The OECD paper found the variations seen were not completely explained by roles in the healthcare system (such as the “gatekeeper role” for GPs), supply factors such as doctor/population ratios, or differences in the length of training for GPs and specialists. It did find self-employed specialists and GPs earn substantially more than those on salary, even where they work side by side.
In Australia the situation has been aggravated by government policies. General practitioners’ income growth has been restricted because practice incentive payments (where doctors were paid for meeting specific patient care targets – for example with immunisation) have been cut, because of the recent impact of the Medicare reimbursement freeze and because there is a continual focus on their bulk billing rates.
Specialists, on the other hand, have faced little government or public scrutiny over their charging practices except where these have been truly outrageous. This was the case with the inflationary impact of the Extended Medicare Safety Net, which attempted to limit out-of-pocket costs once an annual expenditure threshold was reached. And many specialists have simply moved the majority of their work into the private sector where it is easier to charge large fees.
What are the consequences?
If potential income influences the career choices of those interested in medicine, then recruitment to general practice (which is rightly viewed as a central component of the health-care system) will be negatively affected. So too will the salaried positions in community health and public hospitals (where the skill levels required are the same as for the private sector), with serious consequences for the delivery of health-care services.
The growing costs of medical education will aggravate this as newly qualified doctors look to quickly pay off their education debts. That is certainly the case in the US.
The exorbitant fees of the highest charging specialists stand in contrast to the public spiritedness of their colleagues who bulk bill and charge more modestly.
It is often overlooked that significant numbers of specialists do bulk bill for both outpatient and inpatient services. And there is no evidence those specialists who charge higher fees deliver better care.
But simply condemning geriatricians for only bulk billing 17% of services when haematologists bulk bill 60% may be simplistic. It’s possible the Medicare reimbursement rates are seen as inadequate for the work geriatricians do.
What’s the solution?
It’s clear that how doctors are paid is a major factor for how medicine is practised. Everyone knows about the perverse incentives of fee-for-service medicine, but there has been little interest from Medicare policymakers to change that in the face of some stiff opposition from doctors’ groups.

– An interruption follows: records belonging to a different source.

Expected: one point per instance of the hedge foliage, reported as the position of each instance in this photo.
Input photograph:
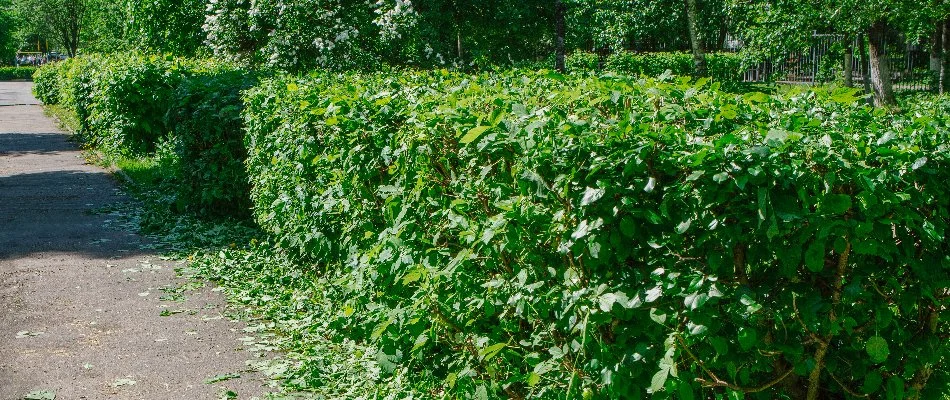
(529, 235)
(128, 105)
(16, 73)
(722, 67)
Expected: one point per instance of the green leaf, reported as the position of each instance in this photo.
(747, 338)
(473, 134)
(481, 393)
(872, 382)
(659, 379)
(836, 204)
(683, 226)
(876, 347)
(815, 256)
(685, 391)
(533, 379)
(591, 195)
(895, 388)
(490, 352)
(695, 300)
(657, 317)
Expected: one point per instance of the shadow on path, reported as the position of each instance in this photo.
(61, 211)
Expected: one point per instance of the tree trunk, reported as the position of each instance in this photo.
(880, 70)
(936, 57)
(848, 61)
(942, 85)
(863, 54)
(559, 36)
(699, 55)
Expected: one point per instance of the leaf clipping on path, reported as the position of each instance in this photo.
(221, 378)
(123, 382)
(41, 395)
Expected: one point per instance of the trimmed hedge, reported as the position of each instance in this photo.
(16, 73)
(208, 127)
(524, 234)
(527, 234)
(723, 67)
(127, 105)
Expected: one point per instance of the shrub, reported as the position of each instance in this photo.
(130, 98)
(16, 73)
(207, 124)
(723, 67)
(127, 105)
(533, 235)
(46, 83)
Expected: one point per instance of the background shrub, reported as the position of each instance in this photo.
(11, 73)
(723, 67)
(129, 105)
(46, 84)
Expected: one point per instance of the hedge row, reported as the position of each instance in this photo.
(722, 67)
(527, 234)
(530, 235)
(128, 105)
(16, 73)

The current system arguably warps the way medicine is practised and devalues essential components of coordinated, patient-centred care. But the solution is not straightforward.

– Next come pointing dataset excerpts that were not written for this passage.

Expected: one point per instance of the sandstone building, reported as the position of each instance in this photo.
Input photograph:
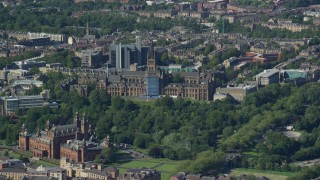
(47, 143)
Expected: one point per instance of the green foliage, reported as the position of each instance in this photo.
(107, 156)
(206, 163)
(177, 78)
(26, 55)
(307, 173)
(277, 143)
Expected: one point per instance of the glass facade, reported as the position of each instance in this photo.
(152, 86)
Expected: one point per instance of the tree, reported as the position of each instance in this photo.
(177, 78)
(156, 152)
(117, 103)
(206, 163)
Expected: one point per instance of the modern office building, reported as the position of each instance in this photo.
(10, 103)
(121, 56)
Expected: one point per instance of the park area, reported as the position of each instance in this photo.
(165, 166)
(272, 175)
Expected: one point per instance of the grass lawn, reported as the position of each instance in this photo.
(14, 155)
(166, 176)
(138, 164)
(272, 175)
(165, 166)
(144, 151)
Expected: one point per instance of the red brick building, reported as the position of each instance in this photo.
(80, 151)
(47, 143)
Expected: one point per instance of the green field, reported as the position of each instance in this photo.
(138, 164)
(165, 166)
(272, 175)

The perception is that fee-for-service pays for doing as much as possible, capitation (where doctors are paid for the number of patients they service regardless of how often they see them) pays for doing as little as possible, and pay-for-performance skews medical services to what can be measured.
The goal is to pay for the “best care possible”. This involves finding that “sweet spot” where Medicare (or the private insurer) is paying for the right utilisation and the right quality.
Doctors worry about being appropriately rewarded for their skills and meeting their expenses and overheads. They need to learn to understand and pay attention to the costs of their services and to their patients instead. Self-regulation is unlikely to change this, so the Australian government needs to pay attention to these issues which undermine the equity of the health-care system.
There should be mechanisms to encourage and reward those specialists who bulk bill – and some teeth should be given to proposed efforts to name and shame the price-gouging outliers.